On the street
I don’t think so. I think people who are always using their cell phone and the Internet are usually chatting with their friends and not their families. If anything I think it pushes them apart.
Parents and children might rush through their days in different directions, but the American family is as tight-knit as in the last generation - or more so - because of the widespread use of cell phones and the Internet, according to a new poll.
In what was described as the first detailed survey of its kind, researchers reported that family life has not been weakened by new technology. Rather, families have compensated for the stress and hurry of modern life with cell phones, e-mail and text messages.
"There had been some fears that the Internet had been taking people away from each other," said Barry Wellman, a sociology professor at the University of Toronto and one of the authors of the report, published by the Pew Internet and American Life Project. "We found just the opposite."
In the poll, 60 percent of adults said that the new technologies did not affect the closeness of their family, while 25 percent said cell phones and online communication made their families closer and 11 percent said that the technology had a negative effect.
Wellman said families appreciated the innovations because "they know what each other is doing during the day."
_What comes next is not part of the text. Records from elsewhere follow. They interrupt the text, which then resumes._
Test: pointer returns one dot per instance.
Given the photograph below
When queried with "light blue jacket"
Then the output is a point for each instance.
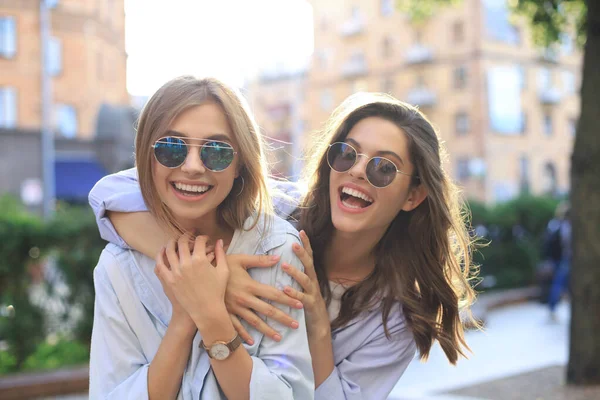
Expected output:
(367, 364)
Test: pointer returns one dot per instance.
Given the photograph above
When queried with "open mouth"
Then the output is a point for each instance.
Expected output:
(190, 190)
(355, 199)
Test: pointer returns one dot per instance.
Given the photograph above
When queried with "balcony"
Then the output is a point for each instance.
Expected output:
(550, 96)
(422, 97)
(419, 54)
(356, 66)
(352, 27)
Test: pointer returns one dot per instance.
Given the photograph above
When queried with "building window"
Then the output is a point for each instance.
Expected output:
(462, 169)
(568, 79)
(504, 100)
(387, 47)
(550, 181)
(524, 174)
(572, 126)
(54, 56)
(387, 7)
(387, 85)
(460, 77)
(458, 32)
(8, 107)
(66, 120)
(544, 79)
(8, 37)
(326, 100)
(461, 123)
(547, 125)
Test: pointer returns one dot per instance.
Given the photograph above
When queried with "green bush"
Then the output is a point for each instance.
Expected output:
(515, 230)
(72, 240)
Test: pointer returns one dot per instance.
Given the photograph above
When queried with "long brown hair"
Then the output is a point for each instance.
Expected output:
(173, 98)
(424, 258)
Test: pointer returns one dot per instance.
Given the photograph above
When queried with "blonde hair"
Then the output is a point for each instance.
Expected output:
(249, 194)
(424, 258)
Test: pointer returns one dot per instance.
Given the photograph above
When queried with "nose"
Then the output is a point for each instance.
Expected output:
(359, 169)
(193, 164)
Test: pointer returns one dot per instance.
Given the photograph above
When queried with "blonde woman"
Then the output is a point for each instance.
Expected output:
(161, 329)
(387, 274)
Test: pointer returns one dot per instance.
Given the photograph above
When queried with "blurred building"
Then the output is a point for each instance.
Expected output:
(87, 64)
(505, 109)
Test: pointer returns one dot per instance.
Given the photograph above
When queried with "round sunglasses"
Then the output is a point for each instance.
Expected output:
(171, 152)
(380, 171)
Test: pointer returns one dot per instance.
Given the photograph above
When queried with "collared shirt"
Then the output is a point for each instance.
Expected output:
(368, 364)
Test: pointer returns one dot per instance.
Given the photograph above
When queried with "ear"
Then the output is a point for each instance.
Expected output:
(415, 197)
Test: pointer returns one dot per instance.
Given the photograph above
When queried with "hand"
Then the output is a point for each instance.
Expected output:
(179, 317)
(243, 297)
(196, 284)
(315, 309)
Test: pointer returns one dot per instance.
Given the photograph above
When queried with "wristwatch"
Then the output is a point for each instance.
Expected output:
(222, 350)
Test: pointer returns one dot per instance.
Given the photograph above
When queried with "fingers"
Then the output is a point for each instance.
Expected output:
(172, 257)
(260, 325)
(275, 295)
(299, 277)
(296, 294)
(200, 246)
(272, 312)
(237, 325)
(306, 243)
(250, 261)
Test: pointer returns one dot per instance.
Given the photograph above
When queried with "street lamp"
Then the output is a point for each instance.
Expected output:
(46, 98)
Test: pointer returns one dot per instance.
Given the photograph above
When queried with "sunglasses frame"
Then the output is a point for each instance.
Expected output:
(184, 140)
(368, 161)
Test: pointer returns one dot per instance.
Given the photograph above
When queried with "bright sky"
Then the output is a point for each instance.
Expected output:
(229, 39)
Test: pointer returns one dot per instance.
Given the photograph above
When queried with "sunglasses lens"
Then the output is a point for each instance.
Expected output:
(217, 156)
(170, 151)
(381, 172)
(341, 157)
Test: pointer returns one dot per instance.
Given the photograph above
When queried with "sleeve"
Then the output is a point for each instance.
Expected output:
(116, 192)
(286, 197)
(372, 371)
(283, 370)
(118, 367)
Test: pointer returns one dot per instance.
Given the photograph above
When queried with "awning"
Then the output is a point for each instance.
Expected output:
(75, 178)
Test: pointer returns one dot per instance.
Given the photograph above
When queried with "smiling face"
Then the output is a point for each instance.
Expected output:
(358, 206)
(191, 191)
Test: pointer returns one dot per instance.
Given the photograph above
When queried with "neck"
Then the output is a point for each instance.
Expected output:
(350, 257)
(209, 225)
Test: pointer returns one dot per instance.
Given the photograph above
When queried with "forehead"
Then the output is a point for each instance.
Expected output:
(378, 134)
(203, 121)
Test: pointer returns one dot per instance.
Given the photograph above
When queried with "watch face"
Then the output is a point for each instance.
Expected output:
(219, 351)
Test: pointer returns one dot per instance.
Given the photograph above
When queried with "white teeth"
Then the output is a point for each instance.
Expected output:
(192, 188)
(356, 193)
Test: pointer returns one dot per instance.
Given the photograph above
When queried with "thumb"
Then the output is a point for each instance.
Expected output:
(221, 260)
(260, 260)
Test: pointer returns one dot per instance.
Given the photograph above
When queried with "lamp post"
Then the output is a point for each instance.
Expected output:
(46, 101)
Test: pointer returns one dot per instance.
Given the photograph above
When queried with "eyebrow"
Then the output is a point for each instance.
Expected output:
(380, 153)
(217, 136)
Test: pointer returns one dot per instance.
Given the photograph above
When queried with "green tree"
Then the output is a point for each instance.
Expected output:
(550, 18)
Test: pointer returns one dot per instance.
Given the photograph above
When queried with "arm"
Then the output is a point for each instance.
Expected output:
(119, 367)
(372, 371)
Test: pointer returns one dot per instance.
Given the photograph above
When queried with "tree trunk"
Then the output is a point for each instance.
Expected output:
(584, 357)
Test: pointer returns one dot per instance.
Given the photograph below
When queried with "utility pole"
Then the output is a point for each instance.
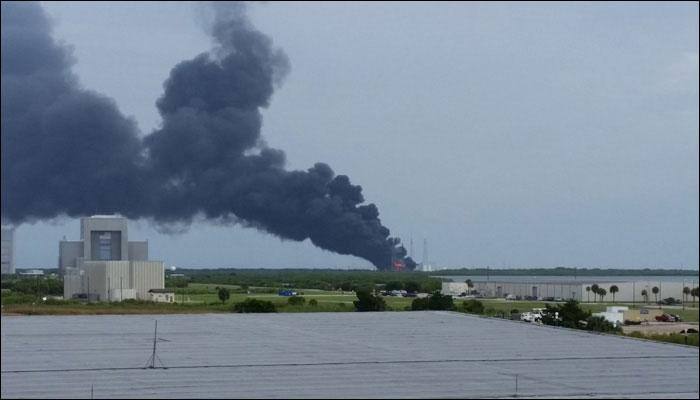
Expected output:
(151, 363)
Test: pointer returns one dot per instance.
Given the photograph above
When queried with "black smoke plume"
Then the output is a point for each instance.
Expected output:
(70, 151)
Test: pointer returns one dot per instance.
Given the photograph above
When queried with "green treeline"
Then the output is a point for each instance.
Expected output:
(323, 279)
(566, 271)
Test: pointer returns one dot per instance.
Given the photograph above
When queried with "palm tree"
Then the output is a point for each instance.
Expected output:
(594, 289)
(614, 289)
(602, 292)
(470, 285)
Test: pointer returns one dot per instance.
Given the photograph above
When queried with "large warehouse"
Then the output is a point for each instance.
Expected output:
(105, 266)
(426, 354)
(628, 291)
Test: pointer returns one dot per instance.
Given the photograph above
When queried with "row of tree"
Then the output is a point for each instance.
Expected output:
(599, 291)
The findings were based on a nationally representative poll of 2,252 people, which explored technology use and profiled a group of 482 adults who were married or living together with minor children.
Cell phones and Internet use were widespread in two-parent households, regardless of education, income, employment, race and ethnicity, with 94 percent saying at least one adult used the Internet and 84 percent saying children did.
This marks a large change in short order. Only since the start of the decade has a majority of Americans been Internet and cell phone users, researchers said.
Where technology has changed family life, those polled said it was for the good. Forty-seven percent of adults said cell phones and the Internet had improved the quality of family communication. Another 47 percent said there was no effect, and 2 percent said there had been a decrease in quality.
The ease of being in touch has created a phenomenon called "love taps," in which couples exchange hellos with a regularity that did not exist 10 years ago.